= Omruzak Omarkuliev =

Omruzak Omarkuliev (born 1994) is a citizen of Turkmenistan and civic activist who was sentenced to 20 years "deprivation of liberty." Omarkuliev's current status is not known as he has been allowed no visitors and the Turkmen authorities will not release his location.

== Activism ==
Omarkuliev was a second year university student in Turkey when he founded a society of "compatriot students." The Turkmen Embassy in Turkey told Omarkuliev they were interested in supporting his organization, and invited Omarkuliev to return home and attend an event held by Turkmenistan's Central Election Commission.

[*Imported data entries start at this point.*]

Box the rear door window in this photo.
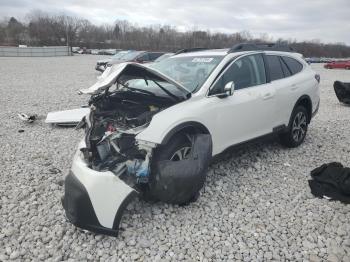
[282,56,303,75]
[280,57,292,77]
[266,55,284,81]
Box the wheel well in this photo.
[294,95,312,123]
[162,122,210,145]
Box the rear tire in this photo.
[280,106,309,148]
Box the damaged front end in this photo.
[62,63,189,235]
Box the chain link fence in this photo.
[0,46,72,57]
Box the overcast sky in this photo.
[0,0,350,45]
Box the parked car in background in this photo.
[107,51,165,67]
[72,46,80,54]
[154,53,175,63]
[62,44,320,235]
[95,50,134,72]
[324,61,350,70]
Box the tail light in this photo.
[315,74,321,83]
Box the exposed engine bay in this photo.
[81,82,180,186]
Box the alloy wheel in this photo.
[170,146,191,161]
[292,112,307,142]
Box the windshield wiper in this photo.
[150,79,180,101]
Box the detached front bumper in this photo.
[62,142,137,236]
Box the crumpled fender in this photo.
[333,81,350,105]
[151,134,212,204]
[62,141,138,236]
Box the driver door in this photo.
[207,54,276,152]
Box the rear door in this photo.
[266,54,306,126]
[205,54,275,150]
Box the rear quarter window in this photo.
[282,56,303,75]
[266,55,284,81]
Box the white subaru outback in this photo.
[62,44,320,235]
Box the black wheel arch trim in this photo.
[161,121,210,145]
[292,95,312,123]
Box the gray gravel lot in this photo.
[0,55,350,261]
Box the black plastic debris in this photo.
[17,113,37,123]
[151,134,212,205]
[333,81,350,105]
[309,162,350,204]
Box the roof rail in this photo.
[228,43,295,53]
[175,47,209,55]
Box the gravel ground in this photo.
[0,55,350,261]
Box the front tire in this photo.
[149,134,204,205]
[280,106,309,148]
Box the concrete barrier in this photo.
[0,46,72,57]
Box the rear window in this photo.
[266,55,284,81]
[282,56,303,75]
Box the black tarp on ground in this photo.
[309,162,350,204]
[333,81,350,105]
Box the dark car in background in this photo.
[154,53,175,63]
[324,61,350,70]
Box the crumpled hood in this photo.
[78,62,191,97]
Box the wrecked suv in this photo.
[62,44,320,235]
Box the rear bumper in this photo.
[62,142,137,236]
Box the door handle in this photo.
[291,84,298,90]
[263,93,273,100]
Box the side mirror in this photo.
[224,81,235,96]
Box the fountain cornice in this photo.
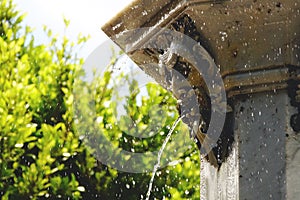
[102,0,300,96]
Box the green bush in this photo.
[0,0,200,199]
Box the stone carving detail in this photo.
[156,14,233,167]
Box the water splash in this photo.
[146,116,184,200]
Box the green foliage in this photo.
[0,0,200,199]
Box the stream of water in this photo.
[146,116,184,200]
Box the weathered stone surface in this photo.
[103,0,300,200]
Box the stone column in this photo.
[103,0,300,200]
[201,91,300,200]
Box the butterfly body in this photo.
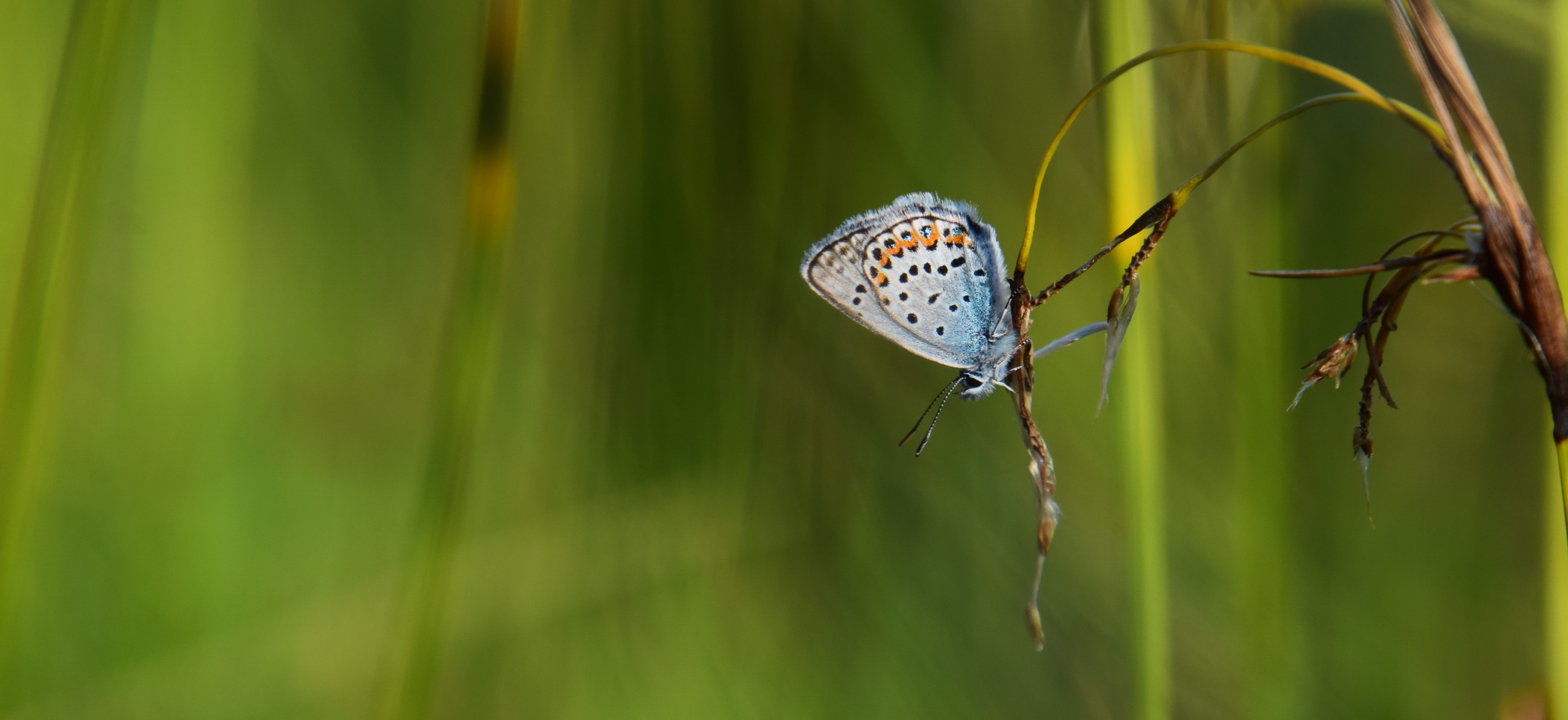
[800,193,1019,399]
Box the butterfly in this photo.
[800,193,1019,455]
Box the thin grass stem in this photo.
[1015,39,1452,275]
[384,0,519,720]
[1097,0,1171,720]
[0,0,138,637]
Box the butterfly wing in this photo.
[801,193,1011,367]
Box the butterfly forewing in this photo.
[801,193,1010,367]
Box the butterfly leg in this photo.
[1035,323,1110,359]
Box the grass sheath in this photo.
[386,0,519,720]
[0,0,138,637]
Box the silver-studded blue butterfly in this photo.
[800,193,1019,417]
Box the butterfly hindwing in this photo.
[801,193,1011,367]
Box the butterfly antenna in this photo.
[899,373,964,457]
[914,381,958,458]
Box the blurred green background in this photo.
[0,0,1560,719]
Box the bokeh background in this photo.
[0,0,1562,719]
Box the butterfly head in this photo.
[958,357,1013,400]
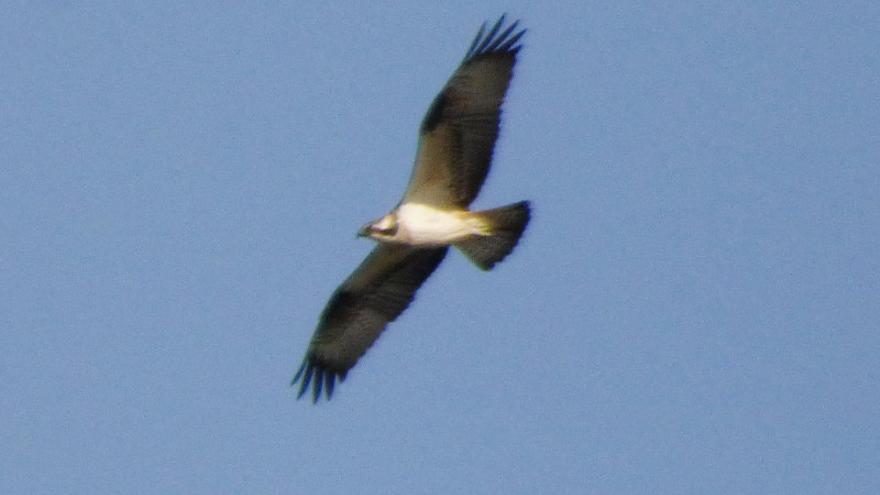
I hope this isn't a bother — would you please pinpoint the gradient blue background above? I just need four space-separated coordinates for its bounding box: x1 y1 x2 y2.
0 1 880 494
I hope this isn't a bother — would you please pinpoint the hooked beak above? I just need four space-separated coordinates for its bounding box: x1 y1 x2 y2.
357 223 373 237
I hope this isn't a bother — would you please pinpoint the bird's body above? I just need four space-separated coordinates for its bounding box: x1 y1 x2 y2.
370 203 491 247
293 16 530 401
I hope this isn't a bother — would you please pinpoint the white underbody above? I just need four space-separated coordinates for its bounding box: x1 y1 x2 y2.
389 203 488 246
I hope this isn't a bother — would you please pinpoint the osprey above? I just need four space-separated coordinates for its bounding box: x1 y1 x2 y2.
291 16 529 402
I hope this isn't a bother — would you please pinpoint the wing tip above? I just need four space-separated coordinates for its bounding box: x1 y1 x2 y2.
464 13 527 63
290 356 346 404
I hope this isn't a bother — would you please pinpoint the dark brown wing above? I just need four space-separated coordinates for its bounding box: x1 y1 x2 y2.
403 16 525 208
291 243 448 402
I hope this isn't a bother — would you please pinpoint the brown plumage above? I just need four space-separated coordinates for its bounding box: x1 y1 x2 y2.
292 16 530 402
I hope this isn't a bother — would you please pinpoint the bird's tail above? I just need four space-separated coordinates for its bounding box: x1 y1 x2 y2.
455 201 531 270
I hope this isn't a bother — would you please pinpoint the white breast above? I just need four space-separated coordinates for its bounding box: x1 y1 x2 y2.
397 203 477 246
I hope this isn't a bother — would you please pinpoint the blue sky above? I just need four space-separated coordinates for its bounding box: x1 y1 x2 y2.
0 2 880 494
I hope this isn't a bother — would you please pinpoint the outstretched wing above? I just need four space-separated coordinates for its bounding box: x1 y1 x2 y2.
403 16 525 208
291 243 448 402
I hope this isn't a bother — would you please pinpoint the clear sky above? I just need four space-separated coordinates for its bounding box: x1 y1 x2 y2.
0 1 880 494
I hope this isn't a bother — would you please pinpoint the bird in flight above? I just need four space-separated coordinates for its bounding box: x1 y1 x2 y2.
291 16 530 402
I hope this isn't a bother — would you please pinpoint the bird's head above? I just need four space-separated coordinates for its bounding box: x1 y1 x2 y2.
358 213 397 241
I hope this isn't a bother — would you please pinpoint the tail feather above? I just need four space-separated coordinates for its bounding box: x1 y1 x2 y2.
455 201 531 270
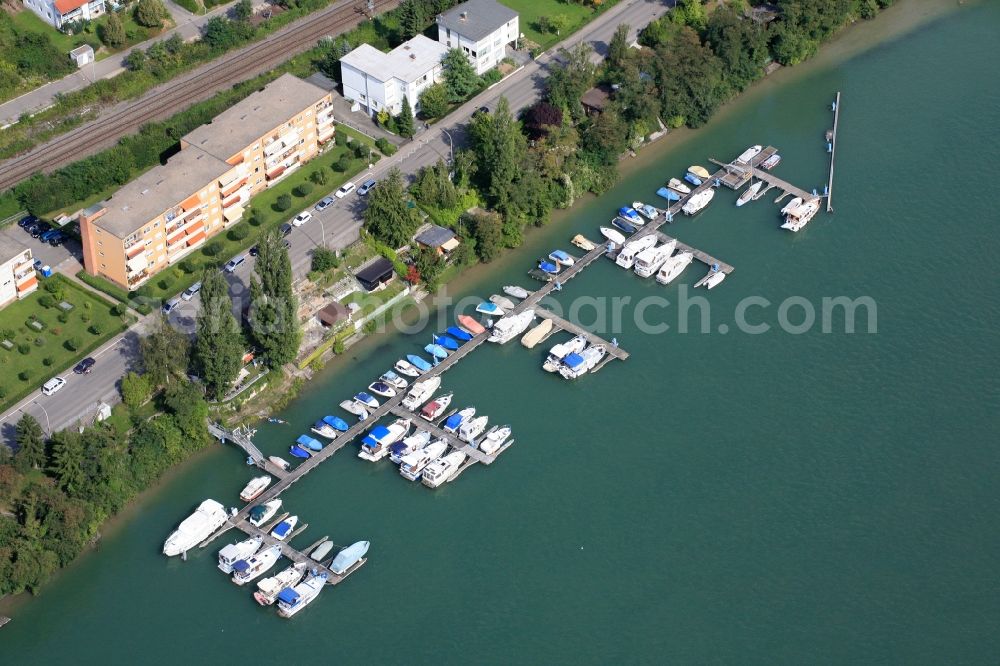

Omarkuliev returned to Turkmenistan for the event, but when he tried to return to his university in February 2018, he found he was under a travel ban and could not board his flight.

== Arrest and Sentence ==
RFE/RL and the Turkmen Initiative for Human Rights reported that Omarkuliev was sentenced to 20 years in prison on unknown charges after a closed-door trial. RFE/RL reported in September 2018 that Omarkuliev appeared in a video, which the authorities claimed was evidence that Omarkuliev was serving his two-year military service and had not actually been arrested. The truth of this is suspect, and journalists have claimed that it is more likely he is being held in Ovadan-Depe prison. The conditions in this prison are notoriously inhumane.

== International Response ==
The international human rights organization Freedom Now and the law firm Hogan Lovells has filed a petition on behalf of Omarkuliev to the UN Working Group on Arbitrary Detention. In December 2021, Freedom Now also included his detention on a list of issues to be considered for Turkmenistan's periodic review for the UN Human Rights Council.

The U.S. Department of State mentioned Omarkuliev's case in its 2020 country report on human rights practices in Turkmenistan. In June 2020, a bipartisan group of senators wrote a letter to the president of Turkmenistan, President Gurbanguly Berdimuhamedow, requesting the release of political prisoners.

The European Union, the United Nations, and the Organization for Security and Cooperation in Europe (OSCE) have also been demanding to know his whereabouts.

Eleven United States Senators wrote a letter calling for his immediate release in June 2020.